O jornal informa ainda que embarcaram em Gênova cem imigrantes, a maioria italianos – aparentemente os padres também não são tratados como imigrantes pela reportagem –, destacando que essa é a segunda leva de imigrantes que chega ao Rio em um período de apenas 20 dias. No total, serão mil italianos que deverão emigrar para o Brasil “sob a recomendação da Santa Sé” – o nome oficial do Estado do Vaticano. “Embora não seja em grande número, desta vez vieram agricultores e alguns técnicos para a lavoura.
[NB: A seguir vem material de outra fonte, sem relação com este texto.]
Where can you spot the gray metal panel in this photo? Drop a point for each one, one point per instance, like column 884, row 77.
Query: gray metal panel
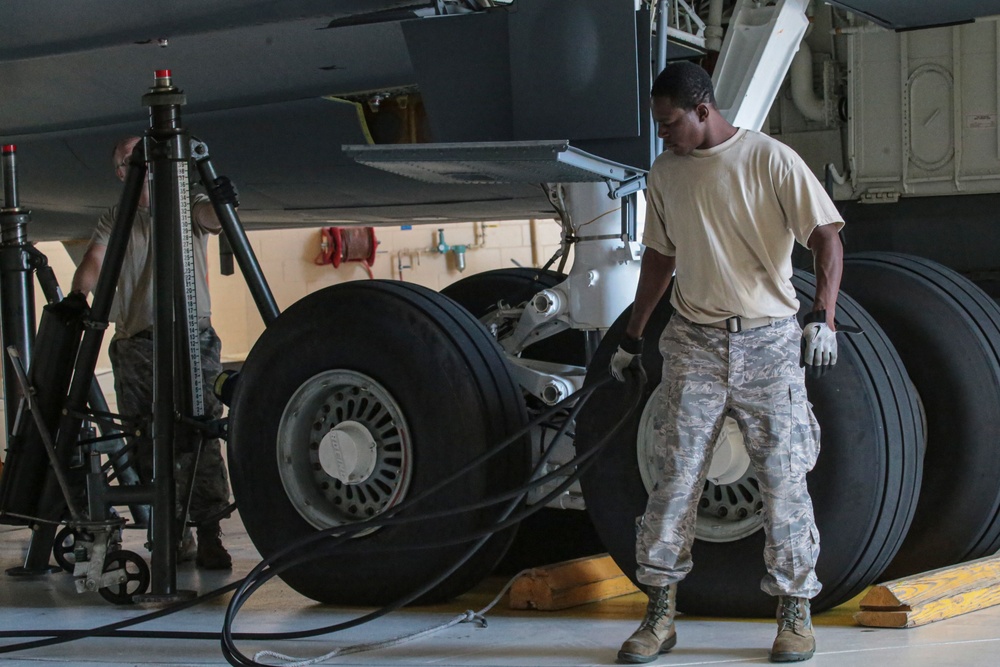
column 574, row 74
column 243, row 66
column 284, row 158
column 484, row 163
column 462, row 68
column 908, row 15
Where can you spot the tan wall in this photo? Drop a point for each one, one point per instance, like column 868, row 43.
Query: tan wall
column 287, row 259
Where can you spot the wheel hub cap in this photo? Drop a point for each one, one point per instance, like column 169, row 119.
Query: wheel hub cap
column 344, row 450
column 348, row 453
column 731, row 502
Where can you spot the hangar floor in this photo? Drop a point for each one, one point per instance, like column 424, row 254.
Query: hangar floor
column 586, row 635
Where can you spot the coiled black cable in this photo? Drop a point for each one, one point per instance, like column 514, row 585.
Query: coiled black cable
column 335, row 537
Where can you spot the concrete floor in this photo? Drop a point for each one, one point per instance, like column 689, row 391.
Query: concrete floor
column 586, row 635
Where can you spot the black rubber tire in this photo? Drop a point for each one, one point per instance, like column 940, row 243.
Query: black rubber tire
column 451, row 383
column 947, row 332
column 550, row 535
column 863, row 487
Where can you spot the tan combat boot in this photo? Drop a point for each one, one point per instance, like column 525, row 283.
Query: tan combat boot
column 656, row 633
column 795, row 640
column 211, row 554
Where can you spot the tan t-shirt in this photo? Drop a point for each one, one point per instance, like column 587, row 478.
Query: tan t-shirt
column 731, row 215
column 132, row 309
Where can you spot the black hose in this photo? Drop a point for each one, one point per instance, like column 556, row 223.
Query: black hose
column 337, row 536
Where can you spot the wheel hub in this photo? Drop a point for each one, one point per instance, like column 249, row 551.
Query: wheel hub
column 731, row 503
column 344, row 450
column 348, row 453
Entretanto, a maioria é constituída de comerciários, alguns diplomados em odontologia e advocacia, enfim, gente que se destina aos grandes centros”, observa o A Noite, que completa: “Todos são moços ainda, variando as idades entre 20 e 35 anos”.

Apesar de o objetivo principal da reportagem ser a entrevista com o ex-líder fascista – no que foram bem-sucedidos –, o diário faz uma descrição do momento em que a embarcação chega ao porto do Rio. “Gente de toda espécie, de várias nacionalidades, homens, mulheres e crianças, muitas ainda no colo de suas mães, mas todos acordados”, observa o repórter, chegando a comparar a embarcação com um jardim de infância, tamanha era a quantidade de crianças nas três classes.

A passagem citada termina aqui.